CLEMSON — The largest family-controlled bank in the U.S. is partnering with the Clemson University family through a three-year, $60,000 contribution to the College of Business that will fund professional development opportunities for students.

EDGE, First Citizens Bank, Etiquette dinner, soft skills

First Citizens Bank is funding a program that will sharpen students’ soft skills.
Image Credit: Clemson University Relations

First Citizens Bank, with more than 135 locations in South Carolina, is funding CU Business EDGE (Engage Students in Development and Global Experiences). The new business program will complement students’ educational experience with a variety of engaging activities that will sharpen their soft skills and help differentiate them in the job market.

“This is an investment in our students by First Citizens Bank that will pay off for them well beyond the dollar amount,” said Helen Diamond Steele, the business college’s director of student enrichment. “Student enrichment initiatives give our students an advantage, and through this program we will advance their potential further to become globally competitive professionals.”

First Citizens’ contribution will fully fund CU Business EDGE, enabling the program to improve and expand such development initiatives as etiquette dinners, resume workshops, mock interviews and dress-for-success events, to name a few. First Citizens also has announced it is contributing an additional $40,000 toward construction of the new business school, expected to be completed in January of 2020.

“First Citizens’ stepping up like this will help our students become more well-rounded and competitive,” Diamond Steele said. “This partnership is going to provide us the wherewithal to deliver these programs on a larger scale.”

Chuck Perry, an ’84 graduate of Clemson’s business college and area executive at First Citizens, said the partnership will enrich development opportunities for students, and it may open a talent pipeline for his employer.

“In supporting Clemson’s next generation of talent, First Citizens is hoping this partnership will make a difference in students’ lives and, of course, their careers,” said Perry, of Clemson. “We are well aware of the caliber of student the Clemson business college graduates, and we hope this connection will also make them more aware of the career opportunities First Citizens Bank has to offer.”

Nearly 90 Clemson alumni are employed by Raleigh, N.C.-headquartered First Citizens, which has grown to more than 500 branches in 21 states and has in excess of $34 billion in assets. Perry, along with another area executive, Jimmy Gulledge of Greenville, an ’83 graduate of Clemson’s business college, are First Citizens’ unofficial drivers of the partnership with Clemson’s College of Business.

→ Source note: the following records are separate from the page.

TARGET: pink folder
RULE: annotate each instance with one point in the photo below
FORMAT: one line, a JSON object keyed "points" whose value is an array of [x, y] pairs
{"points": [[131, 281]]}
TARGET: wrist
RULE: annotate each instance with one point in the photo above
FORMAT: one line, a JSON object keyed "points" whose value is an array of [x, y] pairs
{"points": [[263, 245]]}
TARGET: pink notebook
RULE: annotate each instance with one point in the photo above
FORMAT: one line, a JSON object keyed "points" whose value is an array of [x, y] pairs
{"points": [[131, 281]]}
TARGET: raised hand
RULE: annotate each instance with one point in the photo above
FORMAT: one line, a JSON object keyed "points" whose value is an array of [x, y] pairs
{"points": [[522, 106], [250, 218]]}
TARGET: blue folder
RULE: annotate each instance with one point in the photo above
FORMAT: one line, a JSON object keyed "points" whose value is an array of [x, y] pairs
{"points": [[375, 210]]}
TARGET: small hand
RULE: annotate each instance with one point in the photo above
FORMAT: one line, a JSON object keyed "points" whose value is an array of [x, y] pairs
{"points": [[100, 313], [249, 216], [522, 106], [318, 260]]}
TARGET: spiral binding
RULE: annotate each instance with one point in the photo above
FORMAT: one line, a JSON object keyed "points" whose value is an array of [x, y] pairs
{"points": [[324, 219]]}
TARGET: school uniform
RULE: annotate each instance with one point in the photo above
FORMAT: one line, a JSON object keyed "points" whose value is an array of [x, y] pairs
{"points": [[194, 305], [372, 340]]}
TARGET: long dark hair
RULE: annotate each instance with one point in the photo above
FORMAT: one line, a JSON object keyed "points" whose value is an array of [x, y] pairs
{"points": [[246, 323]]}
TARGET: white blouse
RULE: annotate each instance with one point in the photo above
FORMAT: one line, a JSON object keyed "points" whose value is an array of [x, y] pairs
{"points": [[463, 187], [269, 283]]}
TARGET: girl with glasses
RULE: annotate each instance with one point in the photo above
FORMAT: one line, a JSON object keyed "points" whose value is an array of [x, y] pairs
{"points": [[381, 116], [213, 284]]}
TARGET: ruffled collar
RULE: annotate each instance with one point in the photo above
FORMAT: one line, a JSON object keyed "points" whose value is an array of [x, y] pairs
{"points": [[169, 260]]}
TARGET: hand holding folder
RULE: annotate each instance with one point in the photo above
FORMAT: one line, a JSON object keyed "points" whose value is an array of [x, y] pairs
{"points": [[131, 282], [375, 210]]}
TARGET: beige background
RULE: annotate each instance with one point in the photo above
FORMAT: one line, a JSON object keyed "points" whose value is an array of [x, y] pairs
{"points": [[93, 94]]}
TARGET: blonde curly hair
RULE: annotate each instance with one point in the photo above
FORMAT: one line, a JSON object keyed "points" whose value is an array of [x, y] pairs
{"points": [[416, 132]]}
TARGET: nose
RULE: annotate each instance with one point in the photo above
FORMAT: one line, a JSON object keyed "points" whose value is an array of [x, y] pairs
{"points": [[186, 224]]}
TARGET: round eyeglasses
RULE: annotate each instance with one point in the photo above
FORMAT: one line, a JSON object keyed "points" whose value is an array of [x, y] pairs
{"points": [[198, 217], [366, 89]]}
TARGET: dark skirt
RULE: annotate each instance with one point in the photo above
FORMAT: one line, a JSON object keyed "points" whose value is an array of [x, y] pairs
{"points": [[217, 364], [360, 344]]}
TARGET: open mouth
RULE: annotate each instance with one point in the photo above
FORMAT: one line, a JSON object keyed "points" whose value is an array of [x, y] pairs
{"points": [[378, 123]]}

“This is a mutually beneficial program that will bridge the demands of corporate culture and student experience,” Perry added. “The program is adding polish to the great education students are receiving at Clemson, plus they have an edge in employment opportunities with First Citizens and some of our customers.”

Diamond Steele said the EDGE program and building fund contributions epitomize the importance First Citizens puts on being a good corporate citizen.

“First Citizens is to banking what Clemson is to higher education,” she said. “Their generous support of business education at Clemson is a good illustration of why their business has had sustained success for more than 100 years, and continues to grow and prosper.”